Authorities, by contrast, have spoken in tighter and more careful terms. The Panola County Sheriff’s Office said deputies were dispatched about 7 a.m. Sunday, March 1, after a report of a possible one-vehicle crash on River Road in central Panola County. At the scene, deputies found Victor Gonzalez and Serenity Gonzalez dead inside the vehicle from gunshot wounds, according to official and local summaries. Investigators said the homicides were believed to have occurred on Feb. 28 or March 1. Officials described the case as an ongoing double-homicide investigation and asked for tips, but early public statements did not identify suspects, detail the victims’ last known contacts or confirm the Facebook Marketplace account described by relatives. That left basic questions untouched, including where the planned meeting was arranged, whether messages were recovered and whether the site where the vehicle was found was also the shooting scene.
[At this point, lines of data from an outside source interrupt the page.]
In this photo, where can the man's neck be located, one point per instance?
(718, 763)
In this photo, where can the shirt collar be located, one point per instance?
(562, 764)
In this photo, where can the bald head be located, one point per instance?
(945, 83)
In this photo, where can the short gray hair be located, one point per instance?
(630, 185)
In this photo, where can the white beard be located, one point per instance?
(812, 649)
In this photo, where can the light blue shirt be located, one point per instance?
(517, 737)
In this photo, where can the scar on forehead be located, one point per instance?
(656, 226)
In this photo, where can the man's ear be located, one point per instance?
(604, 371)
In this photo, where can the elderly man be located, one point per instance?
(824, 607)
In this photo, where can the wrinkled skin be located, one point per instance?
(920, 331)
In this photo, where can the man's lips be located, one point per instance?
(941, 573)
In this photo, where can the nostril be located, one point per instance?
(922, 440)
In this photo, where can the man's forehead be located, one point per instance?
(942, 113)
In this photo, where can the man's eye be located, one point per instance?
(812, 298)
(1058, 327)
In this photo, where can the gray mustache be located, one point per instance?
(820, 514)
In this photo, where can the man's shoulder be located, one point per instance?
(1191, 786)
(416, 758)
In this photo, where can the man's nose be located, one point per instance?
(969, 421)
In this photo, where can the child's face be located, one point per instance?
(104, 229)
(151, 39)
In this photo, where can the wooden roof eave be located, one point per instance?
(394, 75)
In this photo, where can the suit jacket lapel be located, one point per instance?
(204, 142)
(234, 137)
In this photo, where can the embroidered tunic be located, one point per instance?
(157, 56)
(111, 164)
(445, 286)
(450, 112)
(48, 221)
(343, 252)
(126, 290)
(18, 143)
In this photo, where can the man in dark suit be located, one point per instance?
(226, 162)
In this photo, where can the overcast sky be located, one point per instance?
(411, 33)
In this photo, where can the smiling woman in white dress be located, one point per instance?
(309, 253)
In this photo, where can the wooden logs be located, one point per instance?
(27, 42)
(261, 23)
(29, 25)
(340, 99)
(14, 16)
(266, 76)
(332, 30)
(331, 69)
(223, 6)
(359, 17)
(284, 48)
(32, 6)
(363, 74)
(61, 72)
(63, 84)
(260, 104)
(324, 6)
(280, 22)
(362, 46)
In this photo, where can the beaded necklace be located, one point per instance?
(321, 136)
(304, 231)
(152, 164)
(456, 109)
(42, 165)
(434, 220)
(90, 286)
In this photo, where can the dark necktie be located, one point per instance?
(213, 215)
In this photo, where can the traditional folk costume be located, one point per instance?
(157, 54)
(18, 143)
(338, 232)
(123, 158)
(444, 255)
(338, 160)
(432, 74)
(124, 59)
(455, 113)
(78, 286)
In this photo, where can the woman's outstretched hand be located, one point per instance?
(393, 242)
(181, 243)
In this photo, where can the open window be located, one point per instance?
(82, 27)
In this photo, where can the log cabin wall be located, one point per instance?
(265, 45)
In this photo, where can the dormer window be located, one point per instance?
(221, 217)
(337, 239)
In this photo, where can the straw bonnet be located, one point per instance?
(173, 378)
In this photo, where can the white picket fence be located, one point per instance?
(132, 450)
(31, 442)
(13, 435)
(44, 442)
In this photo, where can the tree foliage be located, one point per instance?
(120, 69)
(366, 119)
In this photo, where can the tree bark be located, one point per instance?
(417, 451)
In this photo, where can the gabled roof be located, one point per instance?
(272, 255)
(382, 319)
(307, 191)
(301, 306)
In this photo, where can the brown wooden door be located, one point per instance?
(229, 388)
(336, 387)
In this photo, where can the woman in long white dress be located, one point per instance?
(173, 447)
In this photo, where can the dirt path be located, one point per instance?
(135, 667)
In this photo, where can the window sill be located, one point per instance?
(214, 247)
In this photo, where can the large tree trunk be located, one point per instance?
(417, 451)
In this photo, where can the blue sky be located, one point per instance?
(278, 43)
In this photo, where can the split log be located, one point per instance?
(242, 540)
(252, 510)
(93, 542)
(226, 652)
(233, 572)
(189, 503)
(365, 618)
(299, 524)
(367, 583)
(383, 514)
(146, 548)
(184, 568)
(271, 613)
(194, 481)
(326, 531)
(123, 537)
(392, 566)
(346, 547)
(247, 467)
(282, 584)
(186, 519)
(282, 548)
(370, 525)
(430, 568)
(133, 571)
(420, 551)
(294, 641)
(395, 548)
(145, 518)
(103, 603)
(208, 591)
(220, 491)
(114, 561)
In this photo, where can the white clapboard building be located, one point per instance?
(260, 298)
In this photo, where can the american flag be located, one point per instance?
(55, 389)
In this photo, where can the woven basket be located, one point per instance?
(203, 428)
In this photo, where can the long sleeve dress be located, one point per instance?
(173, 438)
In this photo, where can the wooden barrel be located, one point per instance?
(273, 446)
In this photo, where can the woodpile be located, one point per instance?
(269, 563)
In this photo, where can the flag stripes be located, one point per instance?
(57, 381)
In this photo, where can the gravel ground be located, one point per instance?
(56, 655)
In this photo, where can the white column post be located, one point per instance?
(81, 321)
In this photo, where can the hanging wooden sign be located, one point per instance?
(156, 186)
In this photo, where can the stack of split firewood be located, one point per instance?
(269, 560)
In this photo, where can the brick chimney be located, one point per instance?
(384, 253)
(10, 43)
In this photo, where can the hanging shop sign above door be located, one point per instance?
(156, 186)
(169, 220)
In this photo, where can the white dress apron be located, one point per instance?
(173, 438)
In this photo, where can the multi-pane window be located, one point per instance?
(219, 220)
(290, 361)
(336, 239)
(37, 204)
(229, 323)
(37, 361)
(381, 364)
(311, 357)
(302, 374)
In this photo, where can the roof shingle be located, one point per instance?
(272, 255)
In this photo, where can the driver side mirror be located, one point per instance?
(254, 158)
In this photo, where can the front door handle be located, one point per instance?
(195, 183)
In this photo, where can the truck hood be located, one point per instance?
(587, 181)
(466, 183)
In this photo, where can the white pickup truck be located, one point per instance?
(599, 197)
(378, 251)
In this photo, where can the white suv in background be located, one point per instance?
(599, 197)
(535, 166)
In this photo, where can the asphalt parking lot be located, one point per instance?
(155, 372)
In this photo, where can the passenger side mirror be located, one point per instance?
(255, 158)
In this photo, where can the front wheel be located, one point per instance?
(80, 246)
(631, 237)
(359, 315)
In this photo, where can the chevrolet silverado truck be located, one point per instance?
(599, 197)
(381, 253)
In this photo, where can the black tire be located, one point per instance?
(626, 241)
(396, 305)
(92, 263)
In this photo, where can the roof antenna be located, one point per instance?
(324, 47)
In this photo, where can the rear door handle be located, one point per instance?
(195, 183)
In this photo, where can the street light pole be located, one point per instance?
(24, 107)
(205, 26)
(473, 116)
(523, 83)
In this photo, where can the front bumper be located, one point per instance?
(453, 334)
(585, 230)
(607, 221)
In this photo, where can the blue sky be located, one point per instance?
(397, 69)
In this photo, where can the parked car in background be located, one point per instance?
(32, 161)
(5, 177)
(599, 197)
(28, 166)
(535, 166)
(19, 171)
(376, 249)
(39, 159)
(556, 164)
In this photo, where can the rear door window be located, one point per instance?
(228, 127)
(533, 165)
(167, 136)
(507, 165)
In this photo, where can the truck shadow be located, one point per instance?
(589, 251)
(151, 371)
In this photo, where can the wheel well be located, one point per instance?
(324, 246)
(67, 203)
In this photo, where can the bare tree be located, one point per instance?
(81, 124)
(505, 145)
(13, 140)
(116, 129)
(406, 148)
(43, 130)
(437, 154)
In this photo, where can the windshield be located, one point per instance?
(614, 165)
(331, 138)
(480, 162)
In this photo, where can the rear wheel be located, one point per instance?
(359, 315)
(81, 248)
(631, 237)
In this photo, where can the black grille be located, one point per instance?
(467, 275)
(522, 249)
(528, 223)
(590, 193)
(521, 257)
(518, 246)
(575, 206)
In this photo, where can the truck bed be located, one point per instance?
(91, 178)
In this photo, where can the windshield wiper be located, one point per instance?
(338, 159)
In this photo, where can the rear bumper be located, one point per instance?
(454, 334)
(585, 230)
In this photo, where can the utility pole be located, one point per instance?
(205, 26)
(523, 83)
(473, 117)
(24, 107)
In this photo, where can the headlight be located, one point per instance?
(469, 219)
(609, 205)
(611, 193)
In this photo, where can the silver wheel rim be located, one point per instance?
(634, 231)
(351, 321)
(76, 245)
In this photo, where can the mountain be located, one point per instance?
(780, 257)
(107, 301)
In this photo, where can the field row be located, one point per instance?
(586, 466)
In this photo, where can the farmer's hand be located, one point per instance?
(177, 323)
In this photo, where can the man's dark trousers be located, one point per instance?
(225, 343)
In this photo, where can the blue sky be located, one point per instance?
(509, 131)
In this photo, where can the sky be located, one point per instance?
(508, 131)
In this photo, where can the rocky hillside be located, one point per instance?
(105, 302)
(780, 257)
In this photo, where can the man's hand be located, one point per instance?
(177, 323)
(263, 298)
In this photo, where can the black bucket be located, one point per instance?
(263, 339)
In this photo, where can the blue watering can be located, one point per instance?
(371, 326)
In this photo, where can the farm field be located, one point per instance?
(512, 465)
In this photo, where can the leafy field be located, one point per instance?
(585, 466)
The geography of the case deepened the sense of uncertainty. The victims were from the Memphis area, but they were found in Panola County near Sardis, on a road repeatedly described as remote or rural. A trip that likely began as a familiar online exchange crossed into a quieter setting with fewer witnesses and less obvious public surveillance. Early news reports also showed how unstable first-day facts can be. Some summaries tied to the sheriff’s office listed Victor Gonzalez as 39, while family-based and later local reporting listed him as 42. Serenity Gonzalez’s age, 19, remained consistent. Such discrepancies are common in fast-moving cases, but here they underscored how much of the public narrative depended on assembling fragments from different institutions and from relatives speaking through grief.
What comes next will depend on evidence that had not yet been laid out in public reporting. Investigators may turn to call logs, Marketplace messages, location data, vehicle forensics and any physical evidence recovered on or near River Road. If a suspect is identified, the first major procedural shift would be an arrest or the filing of charges in Panola County. Until then, the sheriff’s office remains in the stage of soliciting information rather than presenting a theory in court. The distinction matters because family members have already described the outing as a likely trap, while prosecutors, if the case advances, will need evidence linking a real person to that alleged setup. Publicly, as of the early reporting, that bridge had not yet been crossed.
The emotional weight of the case rests in its plainness. The family described no dramatic confrontation before the trip, no known warning that the meeting would become deadly, only a father and daughter leaving for a pickup that sounded ordinary. Television coverage from the roadside turned that ordinariness inside out, showing a muddy, isolated place where someone first thought they were seeing a wreck. Waterman’s short remarks carried the rest. He did not speak in legal language or broad theories. He spoke like a younger brother and son trying to explain how an errand became a funeral. That is why his account has stayed at the center of the coverage even as investigators continue to release little else.
By late March, the public case still rested on two tracks running side by side: the sheriff’s narrow confirmation of a double homicide and the family’s unresolved account of a final trip that began on Feb. 28 and ended with a discovery on River Road the next morning.
Author note: Last updated March 31, 2026.